The parties are also to have the opportunity to respond to the findings, conclusions, and other information in the investigation report in writing before a decision of responsibility or at a live hearing to determine responsibility. As before, any process or rights made available to one party (such as the right to have an attorney or other advisor present during an interview or hearing) must also be made available to the other party. Like the answer to Question 6, the answer to Question 8 cautions schools to prevent institutional interests from interfering with the impartiality of the adjudication. In footnote 19, the Q&A also states, “The standard of evidence for evaluating a claim of sexual misconduct should be consistent with the standard the school applies in other student misconduct cases.”

Decision-Making After Disciplinary Sanctions

Question 9: What procedures should a school follow to impose a disciplinary sanction against a student found responsible for sexual misconduct violation?

Question 9 addresses the procedures an institution should follow before imposing disciplinary sanctions.

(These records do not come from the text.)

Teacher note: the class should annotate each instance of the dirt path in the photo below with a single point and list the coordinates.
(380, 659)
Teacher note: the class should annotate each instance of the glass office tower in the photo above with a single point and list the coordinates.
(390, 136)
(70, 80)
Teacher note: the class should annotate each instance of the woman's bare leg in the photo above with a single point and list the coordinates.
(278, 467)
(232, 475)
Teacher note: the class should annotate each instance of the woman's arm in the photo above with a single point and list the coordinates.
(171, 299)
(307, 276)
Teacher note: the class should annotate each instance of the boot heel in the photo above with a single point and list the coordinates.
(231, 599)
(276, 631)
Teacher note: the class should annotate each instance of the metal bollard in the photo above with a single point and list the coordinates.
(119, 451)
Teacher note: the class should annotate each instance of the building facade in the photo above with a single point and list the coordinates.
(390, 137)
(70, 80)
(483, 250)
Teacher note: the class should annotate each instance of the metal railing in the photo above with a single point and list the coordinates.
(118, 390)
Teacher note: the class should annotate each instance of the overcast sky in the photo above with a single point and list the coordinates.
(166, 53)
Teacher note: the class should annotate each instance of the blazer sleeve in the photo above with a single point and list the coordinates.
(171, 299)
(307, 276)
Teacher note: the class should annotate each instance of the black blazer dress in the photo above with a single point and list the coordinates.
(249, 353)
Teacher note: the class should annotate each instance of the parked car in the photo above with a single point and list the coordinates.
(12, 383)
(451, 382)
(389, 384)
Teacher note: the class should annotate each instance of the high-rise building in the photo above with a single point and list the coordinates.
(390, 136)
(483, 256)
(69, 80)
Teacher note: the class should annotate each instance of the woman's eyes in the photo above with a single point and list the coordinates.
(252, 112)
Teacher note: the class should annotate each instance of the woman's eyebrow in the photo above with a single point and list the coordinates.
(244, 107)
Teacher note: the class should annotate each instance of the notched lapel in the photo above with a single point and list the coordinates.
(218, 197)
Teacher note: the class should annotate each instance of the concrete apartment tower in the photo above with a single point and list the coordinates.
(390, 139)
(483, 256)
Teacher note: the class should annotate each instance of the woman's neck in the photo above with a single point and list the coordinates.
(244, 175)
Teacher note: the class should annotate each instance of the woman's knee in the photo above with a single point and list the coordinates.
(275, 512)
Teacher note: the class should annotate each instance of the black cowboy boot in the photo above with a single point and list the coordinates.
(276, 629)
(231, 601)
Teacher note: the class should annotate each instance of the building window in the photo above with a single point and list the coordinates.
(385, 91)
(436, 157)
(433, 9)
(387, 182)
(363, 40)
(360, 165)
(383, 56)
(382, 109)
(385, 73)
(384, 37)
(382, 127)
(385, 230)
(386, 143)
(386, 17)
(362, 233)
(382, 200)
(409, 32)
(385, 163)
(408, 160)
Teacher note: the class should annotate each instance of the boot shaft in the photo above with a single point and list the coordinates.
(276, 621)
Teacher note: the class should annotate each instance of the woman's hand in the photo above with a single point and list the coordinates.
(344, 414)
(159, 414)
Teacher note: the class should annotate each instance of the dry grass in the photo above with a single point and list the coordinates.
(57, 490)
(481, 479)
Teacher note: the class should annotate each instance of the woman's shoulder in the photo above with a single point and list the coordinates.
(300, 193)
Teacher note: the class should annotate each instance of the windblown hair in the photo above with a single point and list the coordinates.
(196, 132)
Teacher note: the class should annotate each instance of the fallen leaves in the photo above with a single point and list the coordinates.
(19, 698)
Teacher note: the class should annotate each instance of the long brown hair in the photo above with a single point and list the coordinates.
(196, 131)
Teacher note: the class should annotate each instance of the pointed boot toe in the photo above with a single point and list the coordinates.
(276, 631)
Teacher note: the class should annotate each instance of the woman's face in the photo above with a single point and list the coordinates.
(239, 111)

Once a student is found responsible for a sexual misconduct violation, the Q&A states that the school should consider the following: (1) how best to enforce the school’s code of conduct; (2) the impact of separating a student from his or her education; and (3) whether the sanction is a “proportionate” response to the violation.

Thus, a student who is found responsible could argue that the impact of separating him or her from the institution is so disproportionate to the offense as to be an inappropriate sanction. Whether the student is correct will be a completely subjective decision, potentially making public institutions vulnerable to claims that the sanction was arbitrary and capricious. While including the Clery Act’s requirements that a postsecondary institution, in its annual security report, list all possible sanctions that may be imposed due to dating violence, domestic violence, sexual assault, or stalking, the response excludes rape and acquaintance rape. 

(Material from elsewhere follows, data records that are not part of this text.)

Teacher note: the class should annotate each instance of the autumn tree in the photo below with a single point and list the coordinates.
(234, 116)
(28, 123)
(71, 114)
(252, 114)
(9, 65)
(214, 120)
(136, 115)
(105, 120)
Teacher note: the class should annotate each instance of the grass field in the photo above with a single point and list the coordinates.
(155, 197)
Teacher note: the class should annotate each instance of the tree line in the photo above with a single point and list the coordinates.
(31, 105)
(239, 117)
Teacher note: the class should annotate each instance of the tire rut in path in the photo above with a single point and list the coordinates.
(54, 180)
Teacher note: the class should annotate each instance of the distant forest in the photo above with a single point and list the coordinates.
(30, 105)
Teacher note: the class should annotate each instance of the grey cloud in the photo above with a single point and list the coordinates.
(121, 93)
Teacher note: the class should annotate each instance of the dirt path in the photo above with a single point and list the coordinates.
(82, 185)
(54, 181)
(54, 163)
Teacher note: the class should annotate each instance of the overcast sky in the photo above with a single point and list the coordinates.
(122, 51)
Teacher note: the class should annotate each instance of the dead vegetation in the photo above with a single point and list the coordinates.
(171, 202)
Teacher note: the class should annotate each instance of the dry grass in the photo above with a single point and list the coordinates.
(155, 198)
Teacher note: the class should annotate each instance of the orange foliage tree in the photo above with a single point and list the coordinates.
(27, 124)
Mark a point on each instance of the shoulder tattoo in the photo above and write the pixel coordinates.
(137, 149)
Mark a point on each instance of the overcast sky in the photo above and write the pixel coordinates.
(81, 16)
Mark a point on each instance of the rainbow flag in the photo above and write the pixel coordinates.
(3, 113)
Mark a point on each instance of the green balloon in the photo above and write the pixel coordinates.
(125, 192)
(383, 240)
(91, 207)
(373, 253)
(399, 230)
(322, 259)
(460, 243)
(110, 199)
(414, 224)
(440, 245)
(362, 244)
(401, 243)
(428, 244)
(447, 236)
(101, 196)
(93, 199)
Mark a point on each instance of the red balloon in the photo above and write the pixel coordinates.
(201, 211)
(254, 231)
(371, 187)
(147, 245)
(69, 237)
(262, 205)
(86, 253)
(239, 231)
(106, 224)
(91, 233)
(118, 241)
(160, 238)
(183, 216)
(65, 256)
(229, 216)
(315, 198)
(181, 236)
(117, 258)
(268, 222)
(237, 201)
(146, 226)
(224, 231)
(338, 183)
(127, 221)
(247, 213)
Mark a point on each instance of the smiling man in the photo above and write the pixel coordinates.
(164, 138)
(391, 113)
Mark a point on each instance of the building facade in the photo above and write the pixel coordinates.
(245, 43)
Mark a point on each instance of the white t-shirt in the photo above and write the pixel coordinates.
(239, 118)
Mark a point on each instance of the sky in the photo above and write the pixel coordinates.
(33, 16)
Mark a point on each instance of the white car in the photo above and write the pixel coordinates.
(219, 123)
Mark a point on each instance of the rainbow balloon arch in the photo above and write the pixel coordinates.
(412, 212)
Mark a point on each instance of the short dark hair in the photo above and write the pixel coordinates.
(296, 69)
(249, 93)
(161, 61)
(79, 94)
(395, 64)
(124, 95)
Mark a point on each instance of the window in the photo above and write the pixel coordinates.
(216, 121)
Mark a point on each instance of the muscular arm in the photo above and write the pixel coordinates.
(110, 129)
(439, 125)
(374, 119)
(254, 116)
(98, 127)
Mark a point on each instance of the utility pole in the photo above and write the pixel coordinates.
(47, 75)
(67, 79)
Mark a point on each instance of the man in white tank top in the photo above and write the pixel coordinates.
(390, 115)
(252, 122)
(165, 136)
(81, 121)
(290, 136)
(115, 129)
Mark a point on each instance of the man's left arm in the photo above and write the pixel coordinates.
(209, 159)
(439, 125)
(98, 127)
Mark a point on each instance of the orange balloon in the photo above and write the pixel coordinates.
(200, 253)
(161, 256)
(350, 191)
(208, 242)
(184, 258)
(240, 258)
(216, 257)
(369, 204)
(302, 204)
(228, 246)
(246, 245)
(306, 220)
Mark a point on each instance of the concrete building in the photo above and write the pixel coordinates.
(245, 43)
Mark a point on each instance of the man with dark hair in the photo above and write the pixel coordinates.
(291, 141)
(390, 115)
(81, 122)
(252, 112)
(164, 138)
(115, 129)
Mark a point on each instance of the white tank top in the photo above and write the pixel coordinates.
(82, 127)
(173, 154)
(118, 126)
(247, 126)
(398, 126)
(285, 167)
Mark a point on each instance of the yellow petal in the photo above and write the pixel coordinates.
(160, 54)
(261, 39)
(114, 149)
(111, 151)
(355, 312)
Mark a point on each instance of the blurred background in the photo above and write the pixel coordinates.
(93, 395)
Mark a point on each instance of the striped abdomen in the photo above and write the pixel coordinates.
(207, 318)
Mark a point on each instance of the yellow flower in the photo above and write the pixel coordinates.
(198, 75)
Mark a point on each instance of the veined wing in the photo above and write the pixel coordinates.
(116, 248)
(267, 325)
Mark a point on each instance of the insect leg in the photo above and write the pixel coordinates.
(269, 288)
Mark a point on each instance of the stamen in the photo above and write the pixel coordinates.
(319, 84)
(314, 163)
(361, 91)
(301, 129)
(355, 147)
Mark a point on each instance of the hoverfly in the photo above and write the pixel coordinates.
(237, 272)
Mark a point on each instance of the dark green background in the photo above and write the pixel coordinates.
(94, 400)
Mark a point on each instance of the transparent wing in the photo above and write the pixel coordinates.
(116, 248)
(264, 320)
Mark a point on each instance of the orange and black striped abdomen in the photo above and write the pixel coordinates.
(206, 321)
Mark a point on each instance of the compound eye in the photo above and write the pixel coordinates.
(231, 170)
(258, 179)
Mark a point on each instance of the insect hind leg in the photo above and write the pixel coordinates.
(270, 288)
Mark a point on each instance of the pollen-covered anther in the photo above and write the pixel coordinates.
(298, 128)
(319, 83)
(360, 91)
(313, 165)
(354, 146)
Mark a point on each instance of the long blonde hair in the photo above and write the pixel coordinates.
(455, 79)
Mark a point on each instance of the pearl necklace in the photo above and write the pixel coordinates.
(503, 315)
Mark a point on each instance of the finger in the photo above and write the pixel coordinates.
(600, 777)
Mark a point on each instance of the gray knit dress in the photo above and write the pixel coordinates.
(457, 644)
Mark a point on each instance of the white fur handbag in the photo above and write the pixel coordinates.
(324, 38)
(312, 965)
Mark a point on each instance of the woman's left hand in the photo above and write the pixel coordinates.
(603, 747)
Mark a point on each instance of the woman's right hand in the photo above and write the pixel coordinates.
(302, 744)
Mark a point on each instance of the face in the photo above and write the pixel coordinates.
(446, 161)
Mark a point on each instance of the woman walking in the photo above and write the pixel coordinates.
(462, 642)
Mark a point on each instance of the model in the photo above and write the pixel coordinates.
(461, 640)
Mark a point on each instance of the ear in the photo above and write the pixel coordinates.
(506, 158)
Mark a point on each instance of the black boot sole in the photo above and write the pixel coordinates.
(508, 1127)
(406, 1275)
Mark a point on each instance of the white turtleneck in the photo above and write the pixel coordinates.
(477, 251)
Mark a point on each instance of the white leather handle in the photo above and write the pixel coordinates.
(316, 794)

Notice of Outcome and Appeals

Question 10: What information should be provided to the parties to notify them of the outcome?

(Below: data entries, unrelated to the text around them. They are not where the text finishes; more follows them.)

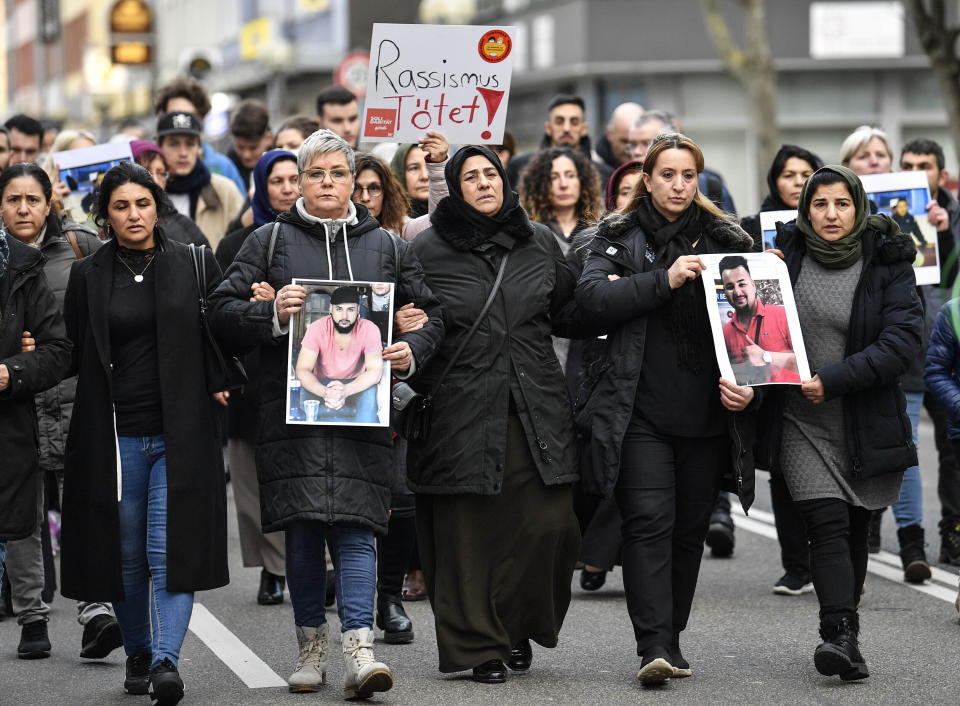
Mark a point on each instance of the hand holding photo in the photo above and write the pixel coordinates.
(338, 373)
(753, 319)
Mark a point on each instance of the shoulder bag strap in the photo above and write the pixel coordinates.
(476, 324)
(272, 246)
(72, 239)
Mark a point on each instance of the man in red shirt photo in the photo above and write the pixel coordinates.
(340, 363)
(757, 336)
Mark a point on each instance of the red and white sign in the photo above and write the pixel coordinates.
(352, 72)
(452, 79)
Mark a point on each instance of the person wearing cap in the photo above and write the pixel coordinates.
(177, 226)
(209, 200)
(341, 361)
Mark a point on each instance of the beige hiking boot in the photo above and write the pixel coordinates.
(311, 671)
(364, 674)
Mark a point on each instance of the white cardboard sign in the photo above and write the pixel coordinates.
(452, 79)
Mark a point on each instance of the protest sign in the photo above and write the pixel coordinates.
(768, 224)
(336, 374)
(753, 319)
(904, 197)
(452, 79)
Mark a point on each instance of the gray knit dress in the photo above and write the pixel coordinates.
(813, 450)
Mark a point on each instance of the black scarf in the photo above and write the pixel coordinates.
(191, 184)
(483, 225)
(685, 315)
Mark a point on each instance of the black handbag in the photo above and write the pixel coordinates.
(222, 372)
(412, 410)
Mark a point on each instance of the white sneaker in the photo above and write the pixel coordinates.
(364, 674)
(311, 671)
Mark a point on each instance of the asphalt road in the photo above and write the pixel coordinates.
(745, 645)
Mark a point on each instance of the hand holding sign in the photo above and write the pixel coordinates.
(452, 78)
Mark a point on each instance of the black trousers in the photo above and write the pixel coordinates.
(794, 547)
(948, 477)
(838, 554)
(666, 491)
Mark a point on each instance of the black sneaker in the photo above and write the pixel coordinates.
(720, 536)
(166, 684)
(34, 641)
(655, 667)
(137, 679)
(791, 584)
(101, 636)
(950, 546)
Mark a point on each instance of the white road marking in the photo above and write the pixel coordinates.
(884, 564)
(252, 670)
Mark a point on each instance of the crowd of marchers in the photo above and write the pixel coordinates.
(547, 303)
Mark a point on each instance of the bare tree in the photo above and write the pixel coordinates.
(940, 44)
(753, 69)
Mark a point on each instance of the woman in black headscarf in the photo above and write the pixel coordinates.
(844, 440)
(495, 524)
(791, 167)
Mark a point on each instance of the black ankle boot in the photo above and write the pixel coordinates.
(839, 653)
(271, 588)
(393, 620)
(912, 554)
(521, 656)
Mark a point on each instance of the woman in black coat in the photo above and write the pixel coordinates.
(665, 439)
(324, 483)
(791, 167)
(26, 302)
(143, 499)
(844, 440)
(275, 191)
(495, 525)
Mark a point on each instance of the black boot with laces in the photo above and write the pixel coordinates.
(839, 653)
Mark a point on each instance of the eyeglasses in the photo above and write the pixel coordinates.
(373, 191)
(317, 176)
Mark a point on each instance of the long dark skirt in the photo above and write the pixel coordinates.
(498, 567)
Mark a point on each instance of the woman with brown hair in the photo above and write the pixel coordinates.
(377, 189)
(561, 189)
(668, 432)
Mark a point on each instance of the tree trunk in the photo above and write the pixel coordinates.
(940, 44)
(754, 70)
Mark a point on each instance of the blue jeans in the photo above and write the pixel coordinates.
(151, 618)
(360, 408)
(353, 550)
(908, 510)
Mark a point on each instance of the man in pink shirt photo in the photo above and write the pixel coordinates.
(757, 336)
(340, 363)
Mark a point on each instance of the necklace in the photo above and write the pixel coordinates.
(138, 278)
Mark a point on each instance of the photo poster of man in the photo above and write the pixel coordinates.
(336, 374)
(768, 224)
(82, 171)
(753, 319)
(904, 197)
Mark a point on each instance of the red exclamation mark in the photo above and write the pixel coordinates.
(492, 99)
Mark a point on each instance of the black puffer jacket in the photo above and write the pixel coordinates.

The answer to Question 10 retains the requirement that schools provide concurrent, written notice of the outcome of disciplinary proceedings to the parties. If the institution’s procedures allow for an appeal, this must also be included in the notice. The Q&A provides that the written notification must include “the rationale for the result and the sanctions,” correctly citing 34 C.F.R. § 668.46 (k)(3)(iv). Although included in the Code of Federal Regulations, the requirement of a written explanation of the rationale for the proceeding’s outcome and the sanctions imposed is absent from many Title IX policies currently in existence.

Question 11: How may a school for the right to appeal the decision on responsibility and/or any disciplinary decision?

As was previously the case, the answer to Question 11 states a school may offer the right to appeal. It adds that this right may be limited to the responding party (i.e., the accused student) or both parties. However, the institution is not allowed to offer the right to appeal solely to the accusing student.

Existing Resolution Agreements

Question 12: In light of the rescission of OCR’s 2011 Dear Colleague Letter and 2014 Questions & Answers guidance, our existing resolution agreements between OCR and schools still binding?

The response to Question 12 states that schools that have entered into voluntary resolution agreements with the OCR to address deficiencies and violations identified during OCR investigations based on Title IX and its regulations remain binding and in effect. However, it also notes that such agreements are “fact-specific and do not bind other schools.” Thus, these decisions cannot be considered as providing guidance.


The next step in this process is notice-and-comment rulemaking. This is a process that can take one year, five years, or even more. Presently, institutions will need to carefully review their Title IX policies to ensure that they are consistent with the Department of Education’s new guidance.